Reports until 18:35, Friday 04 May 2012
H2 TCS
aidan.brooks@LIGO.ORG - posted 18:35, Friday 04 May 2012 (2770)
HWS End Station work - Optical work
After Alberto and Dan re-aligned the ALS beam to the periscope, Dan installed a retro-reflector and we aligned the pick-off beam into the HWS path. There was ~120uW of power getting into this path. The concave lens that Dan substituted in last week is AR coated for 1064nm, so there is a 10% reflection off the surface of that which is hitting the inner wall of the enclosure.

There is a second wedged uncoated 2" optic (uncoated on front surface, AR coated on the back surface) in the HWS beam path that is used to further attenuate the beam. There is a 10% reflection off the front surface and a 1% reflection off the back surface. (The 10% beam was significantly saturating the HWS camera, so we settled on using the 1% AR beam).
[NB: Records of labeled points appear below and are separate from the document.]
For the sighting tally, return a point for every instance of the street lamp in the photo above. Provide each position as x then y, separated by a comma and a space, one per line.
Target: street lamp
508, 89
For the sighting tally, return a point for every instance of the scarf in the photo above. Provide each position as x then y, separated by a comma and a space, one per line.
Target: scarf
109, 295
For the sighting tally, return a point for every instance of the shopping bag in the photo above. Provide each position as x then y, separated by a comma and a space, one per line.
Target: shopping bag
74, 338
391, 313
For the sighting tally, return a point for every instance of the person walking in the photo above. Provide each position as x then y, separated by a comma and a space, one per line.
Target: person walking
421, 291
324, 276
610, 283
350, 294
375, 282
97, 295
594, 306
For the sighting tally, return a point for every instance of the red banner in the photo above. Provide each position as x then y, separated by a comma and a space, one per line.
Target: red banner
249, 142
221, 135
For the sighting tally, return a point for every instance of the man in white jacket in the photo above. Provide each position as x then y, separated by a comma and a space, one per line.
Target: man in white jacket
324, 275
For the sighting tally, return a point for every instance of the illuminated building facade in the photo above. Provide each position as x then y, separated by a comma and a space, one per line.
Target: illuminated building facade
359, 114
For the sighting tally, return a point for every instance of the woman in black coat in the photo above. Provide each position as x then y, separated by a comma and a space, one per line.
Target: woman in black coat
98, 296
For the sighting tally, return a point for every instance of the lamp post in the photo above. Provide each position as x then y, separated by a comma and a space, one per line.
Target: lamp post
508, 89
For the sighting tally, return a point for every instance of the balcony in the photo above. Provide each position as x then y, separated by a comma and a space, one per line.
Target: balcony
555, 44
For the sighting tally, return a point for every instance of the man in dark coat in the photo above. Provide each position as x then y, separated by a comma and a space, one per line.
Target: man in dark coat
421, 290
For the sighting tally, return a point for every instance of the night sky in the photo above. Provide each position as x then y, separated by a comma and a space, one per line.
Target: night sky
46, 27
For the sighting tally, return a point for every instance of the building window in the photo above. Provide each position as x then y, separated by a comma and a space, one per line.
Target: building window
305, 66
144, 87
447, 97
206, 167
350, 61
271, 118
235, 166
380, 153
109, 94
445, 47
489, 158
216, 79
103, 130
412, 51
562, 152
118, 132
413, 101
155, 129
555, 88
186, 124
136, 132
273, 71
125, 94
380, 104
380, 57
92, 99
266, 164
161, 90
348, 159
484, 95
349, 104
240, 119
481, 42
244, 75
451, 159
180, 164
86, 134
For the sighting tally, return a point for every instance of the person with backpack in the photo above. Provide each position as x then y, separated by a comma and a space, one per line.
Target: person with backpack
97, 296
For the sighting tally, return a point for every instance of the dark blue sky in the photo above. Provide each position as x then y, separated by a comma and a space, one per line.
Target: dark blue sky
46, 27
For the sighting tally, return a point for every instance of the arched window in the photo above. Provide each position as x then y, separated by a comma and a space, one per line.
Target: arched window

We aligned the rest of the optics to get the 532nm beam onto the HWS. The incident power was ~1.2uW. With two OD 0.5 filters in front of the HWS, it was only just saturating with an exposure time of 9ms (and dead time of ~8.5ms between exposures).

We removed one of the OD0.5 filters and set the exposure time to 1ms, (with dead time of 16.5ms)  to only just saturate the camera (although this produced streaking in the image that is characteristic of long dead times). From this I estimate that we'll want roughly 50x attenuation to get the camera to run at 57Hz with no significant dead time between exposures.

I installed the TCS SVN on the HWS computer (called h2hwsey) and recorded some of the images from the camera to the SVN.